Overview

Multi-virus CTLs Expressing CD19 Chimeric Receptors, CD19 Positive Malignancies Post SCT, MULTIPRAT

Status:
Active, not recruiting
Trial end date:
2031-04-01
Target enrollment:
0
Participant gender:
All
Summary
Subjects are having a bone marrow or SCT for either a type of cancer of the blood called Leukemia or a cancer of the lymph nodes called non- Hodgkin's Lymphoma. Although a transplant can cure leukemia or lymphoma, some people will relapse. In those who relapse, current treatment cures only a very small percentage. Although giving patients a dose of donor immune cells before relapse can prevent relapse of the leukemia or lymphoma, DLI can also cause a serious complication called graft versus host disease (GVHD). This is a gene transfer research study using special immune cells which are specific for these cancer cells. The body has different ways of fighting infection and disease. This study combines 2 of those ways, antibodies and T cells. T cells (CTLs or cytotoxic T cells) are infection-fighting blood cells that can kill cells, including tumor cells. Antibodies and T cells have been used to treat patients with cancers; they have shown promise, but haven't been strong enough to cure most patients.
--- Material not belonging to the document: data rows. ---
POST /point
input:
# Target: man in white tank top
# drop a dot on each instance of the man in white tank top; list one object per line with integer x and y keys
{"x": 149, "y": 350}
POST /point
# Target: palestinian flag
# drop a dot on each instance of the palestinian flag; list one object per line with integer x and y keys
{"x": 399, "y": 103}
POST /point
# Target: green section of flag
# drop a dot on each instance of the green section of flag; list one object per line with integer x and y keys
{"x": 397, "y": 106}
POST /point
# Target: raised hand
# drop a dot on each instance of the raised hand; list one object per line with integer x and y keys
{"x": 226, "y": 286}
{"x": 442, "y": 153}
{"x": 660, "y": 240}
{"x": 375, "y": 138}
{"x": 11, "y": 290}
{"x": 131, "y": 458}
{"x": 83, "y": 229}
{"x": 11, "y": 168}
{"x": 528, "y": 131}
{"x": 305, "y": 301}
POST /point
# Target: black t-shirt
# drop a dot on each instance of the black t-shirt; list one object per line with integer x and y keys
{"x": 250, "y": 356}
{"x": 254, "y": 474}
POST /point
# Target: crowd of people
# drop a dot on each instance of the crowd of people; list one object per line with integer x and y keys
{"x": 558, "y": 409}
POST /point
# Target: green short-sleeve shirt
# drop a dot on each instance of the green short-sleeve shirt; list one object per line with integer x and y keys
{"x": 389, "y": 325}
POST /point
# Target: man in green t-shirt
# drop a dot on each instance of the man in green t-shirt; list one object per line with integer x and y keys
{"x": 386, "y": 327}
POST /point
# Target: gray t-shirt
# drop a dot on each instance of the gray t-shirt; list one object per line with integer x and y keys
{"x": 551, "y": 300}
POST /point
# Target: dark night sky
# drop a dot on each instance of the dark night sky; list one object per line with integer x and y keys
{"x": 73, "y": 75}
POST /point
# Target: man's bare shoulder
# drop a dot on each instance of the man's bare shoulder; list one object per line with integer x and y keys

The antibody used in this study is called anti-CD19. This antibody sticks to leukemia cells because of a substance on the outside of these cells called CD19. For this study, the anti-CD19 antibody has been changed so that instead of floating free in the blood it is now joined to T cells. When an antibody is joined to a T cell in this way it's called a chimeric receptor. In the laboratory, investigators found that T cells that are trained to recognize common viruses can stay in the blood stream for many years. By joining the anti-CD19 antibody to CTLs that recognize viruses, they believe that they will also be able to make a cell that can last a long time in the body, provide protection from viruses, and recognize and kill leukemia. The CTLs which we will join the anti-CD19 antibody to attack 3 viruses (trivirus-specific CTLs), CMV, EBV, and adenovirus. Studies have shown that trivirus-specific CTLs grown from the stem cell donor can be given safely to transplant recipients and can stop these viruses from causing severe infections. These CD19 chimeric receptor trivirus specific T cells are an investigational product not approved by the FDA. The purpose of this study is to find the biggest dose of chimeric T cells that is safe, to assess the side effects, to see how long the T cells last and to evaluate whether this therapy might help prevent infections and relapse in people with CD19+ leukemia or lymphoma having a SCT.
Phase:
Phase 1
Accepts Healthy Volunteers?
No
Details
Lead Sponsor:
Baylor College of Medicine
Collaborators:
Center for Cell and Gene Therapy, Baylor College of Medicine
Texas Children's Hospital
The Methodist Hospital Research Institute
The Methodist Hospital System
Treatments:
Acetaminophen
Diphenhydramine
Promethazine
Criteria
INCLUSION CRITERIA:

1. Any patient regardless of sex or age with CD19+ B-ALL undergoing allogeneic HSCT
(Group A)

OR Any patient regardless of sex or age with CD19+ B-CLL or NHL undergoing allogeneic
HSCT (Group B).

AND

With minimal residual disease (MRD) or relapse post-HSCT (for the phase I dose
escalation)

OR

With no evidence of ALL or CLL/NHL post-HSCT (to be included in the expansion cohort

2. Patients with life expectancy greater than or equal to 6 weeks

3. Patients with a Karnofsky/Lansky score greater than or equal to 50

4. Donor HIV negative

5. Patient or parent/guardian capable of providing informed consent

6. Patients with bilirubin 2x normal or less, AST 3x normal or less, creatinine less than
or equal to 2x normal for age and Hgb greater than 8.0

7. Pulse oximetry of greater than 90% on room air

8. Sexually active patients must be willing to utilize one of the more effective birth
control methods for 6 months after the CTL infusion. The male partner should use a
condom.

9. Available allogeneic CD19CAR transduced tri-virus-specific cytotoxic T lymphocytes
with greater than or equal to15% expression of CD19CAR determined by flow-cytometry
and greater than 10% killing of one or more viral antigen pulsed targets in a
cytotoxicity assay at an effector:target ratio of 20:1.*

10. Patients should have been off other investigational antiviral or antitumor therapy for
one month prior to entry in this study.

- Note: Cell dose is based on total cell numbers and not individual antivirus or
antileukemic cell numbers.

EXCLUSION CRITERIA:

1. Severe intercurrent infection

2. Evidence of graft versus host disease >grade II

3. Pregnant or lactating

4. History of hypersensitivity reactions to murine protein-containing products.

5. Currently taking corticosteroids for therapy of GVHD.